Development of a new 3-DOF parallel manipulator for minimally invasive surgery.

Abstract

This article proposes a novel dexterous endoscopic parallel manipulator for minimally invasive surgery. The proposed manipulator has 3 degrees of freedom (3-DOF), which consist of two rotational DOFs and one translational DOF (2R1T DOFs). The manipulator consists of 3 limbs exhibiting identical kinematic structure. Each limb contains an active prismatic joint followed by 2 consecutive passive universal joints. The proposed manipulator has a unique arrangement of its joints' axes. This unique arrangement permits large bending angles, ±90° in any direction, and a workspace almost free from interior singularities.

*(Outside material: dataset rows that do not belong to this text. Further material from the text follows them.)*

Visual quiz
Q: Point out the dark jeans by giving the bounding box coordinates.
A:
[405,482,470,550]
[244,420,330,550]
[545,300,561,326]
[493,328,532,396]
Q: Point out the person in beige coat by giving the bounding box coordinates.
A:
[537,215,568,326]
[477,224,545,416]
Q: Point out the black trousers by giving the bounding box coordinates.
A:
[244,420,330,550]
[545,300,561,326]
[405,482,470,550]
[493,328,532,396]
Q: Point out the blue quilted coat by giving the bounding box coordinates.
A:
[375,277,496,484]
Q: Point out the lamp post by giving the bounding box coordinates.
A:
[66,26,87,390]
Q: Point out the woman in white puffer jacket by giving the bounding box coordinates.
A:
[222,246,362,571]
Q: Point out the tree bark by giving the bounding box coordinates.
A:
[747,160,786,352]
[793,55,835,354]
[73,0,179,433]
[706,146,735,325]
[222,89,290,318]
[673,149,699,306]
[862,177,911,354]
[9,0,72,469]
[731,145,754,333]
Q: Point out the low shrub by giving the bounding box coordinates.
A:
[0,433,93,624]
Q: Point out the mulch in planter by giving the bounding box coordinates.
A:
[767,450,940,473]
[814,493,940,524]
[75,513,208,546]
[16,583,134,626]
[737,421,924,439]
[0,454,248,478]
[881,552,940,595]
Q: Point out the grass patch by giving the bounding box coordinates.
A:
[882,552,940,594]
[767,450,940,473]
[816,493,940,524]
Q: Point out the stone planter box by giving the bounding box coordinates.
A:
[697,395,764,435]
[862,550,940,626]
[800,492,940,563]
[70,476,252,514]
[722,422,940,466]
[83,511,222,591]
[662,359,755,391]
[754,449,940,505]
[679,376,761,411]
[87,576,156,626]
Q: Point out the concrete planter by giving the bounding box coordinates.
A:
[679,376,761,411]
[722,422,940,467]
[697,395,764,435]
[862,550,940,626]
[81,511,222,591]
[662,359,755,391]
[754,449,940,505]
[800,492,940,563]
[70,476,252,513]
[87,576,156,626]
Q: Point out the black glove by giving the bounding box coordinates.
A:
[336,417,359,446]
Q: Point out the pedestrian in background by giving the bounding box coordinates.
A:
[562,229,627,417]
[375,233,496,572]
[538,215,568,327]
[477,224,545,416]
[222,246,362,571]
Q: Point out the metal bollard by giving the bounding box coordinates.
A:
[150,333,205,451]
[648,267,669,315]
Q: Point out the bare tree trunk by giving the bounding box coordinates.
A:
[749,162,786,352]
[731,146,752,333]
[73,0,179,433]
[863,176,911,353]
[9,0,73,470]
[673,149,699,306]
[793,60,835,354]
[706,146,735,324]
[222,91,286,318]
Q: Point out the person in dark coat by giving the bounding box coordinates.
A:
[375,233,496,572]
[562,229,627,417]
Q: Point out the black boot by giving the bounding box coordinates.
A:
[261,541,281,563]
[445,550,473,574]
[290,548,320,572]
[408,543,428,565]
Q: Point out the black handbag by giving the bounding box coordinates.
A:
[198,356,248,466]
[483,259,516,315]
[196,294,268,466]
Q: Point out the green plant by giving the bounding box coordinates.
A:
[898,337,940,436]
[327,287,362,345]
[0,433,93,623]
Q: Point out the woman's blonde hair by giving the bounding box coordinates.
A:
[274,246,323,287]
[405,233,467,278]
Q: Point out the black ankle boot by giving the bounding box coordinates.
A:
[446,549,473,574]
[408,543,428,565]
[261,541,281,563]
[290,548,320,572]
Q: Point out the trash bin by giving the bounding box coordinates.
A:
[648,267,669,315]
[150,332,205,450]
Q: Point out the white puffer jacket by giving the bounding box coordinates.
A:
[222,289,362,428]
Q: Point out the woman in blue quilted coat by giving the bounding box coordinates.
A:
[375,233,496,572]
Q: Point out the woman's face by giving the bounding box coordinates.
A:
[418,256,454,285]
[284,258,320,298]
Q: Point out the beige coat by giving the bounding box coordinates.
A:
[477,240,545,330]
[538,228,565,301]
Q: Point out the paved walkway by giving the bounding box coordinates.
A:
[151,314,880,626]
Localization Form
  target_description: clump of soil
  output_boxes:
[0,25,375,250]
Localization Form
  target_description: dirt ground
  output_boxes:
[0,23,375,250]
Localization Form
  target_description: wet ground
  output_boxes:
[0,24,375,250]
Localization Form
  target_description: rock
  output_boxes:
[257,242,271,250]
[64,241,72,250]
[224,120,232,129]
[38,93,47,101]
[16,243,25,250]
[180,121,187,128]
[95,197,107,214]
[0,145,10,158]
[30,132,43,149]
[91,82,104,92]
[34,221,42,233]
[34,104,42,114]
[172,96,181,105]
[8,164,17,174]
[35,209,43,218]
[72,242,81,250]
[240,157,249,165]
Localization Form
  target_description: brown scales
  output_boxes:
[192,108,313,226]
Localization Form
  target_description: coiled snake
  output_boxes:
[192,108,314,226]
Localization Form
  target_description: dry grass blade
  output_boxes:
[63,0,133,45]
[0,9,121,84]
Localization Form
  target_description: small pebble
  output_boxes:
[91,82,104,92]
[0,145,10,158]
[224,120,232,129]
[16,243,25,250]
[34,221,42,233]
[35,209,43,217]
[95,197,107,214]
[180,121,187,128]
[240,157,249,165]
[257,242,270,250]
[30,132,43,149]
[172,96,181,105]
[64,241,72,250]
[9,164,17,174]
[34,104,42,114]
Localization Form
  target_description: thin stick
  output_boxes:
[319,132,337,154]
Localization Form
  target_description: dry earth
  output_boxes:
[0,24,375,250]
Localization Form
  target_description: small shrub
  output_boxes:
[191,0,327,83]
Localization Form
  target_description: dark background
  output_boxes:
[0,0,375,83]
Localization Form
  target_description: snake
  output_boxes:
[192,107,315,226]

These advantages allow the proposed manipulator to outperforms existing surgical manipulators. However, this unique arrangement makes the analysis of the robot extremely difficult. Therefore, a geometrical/analytical approach is used to facilitate its singularity analysis. Construction of the virtual prototype is accomplished using ADAMS software to validate the proposed manipulator and its bending capability. A closed-form solution for inverse kinematics is obtained analytically. Also, the forward kinematics solution is obtained numerically. Moreover, evaluation of the workspace is achieved using motion/force transmissibility indices. A practical experiment has been performed using a scaling technique and PID controller. The experimental results show the feasibility of the teleoperated surgical system using the proposed parallel manipulator as the slave.